Donald L. Weaver is an American physician. He is a rear admiral in the United States Public Health Service Commissioned Corps and public health administrator who served as the acting Surgeon General of the United States. Weaver succeeded Steven K. Galson in October 2009, in expectation of a holdup by the United States Senate in confirming Regina Benjamin as surgeon general. Before being appointed as Acting Surgeon General, he served as the deputy associate administrator for primary health care in the Health Resources and Services Administration.

Career

Dr. Weaver has a lifelong commitment to improving the health of underserved communities and vulnerable populations through the provision of community-responsive, culturally competent care by interdisciplinary teams.

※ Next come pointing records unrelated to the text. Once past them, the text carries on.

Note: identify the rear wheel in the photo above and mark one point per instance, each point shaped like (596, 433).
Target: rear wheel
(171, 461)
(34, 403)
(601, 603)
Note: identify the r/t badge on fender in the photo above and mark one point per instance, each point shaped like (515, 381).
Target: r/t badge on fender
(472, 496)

Dr. Weaver is currently the senior advisor for the clinical workforce for the National Association of Community Health Centers, where he served as the interim chief medical officer from 2012 until 2013.  In addition to leading their Clinical Affairs Division, he oversaw center's activities regarding clinical workforce issues, residency and medical school training.  He also provided technical assistance to primary care associations, residency programs, and hospitals regarding health profession training issues.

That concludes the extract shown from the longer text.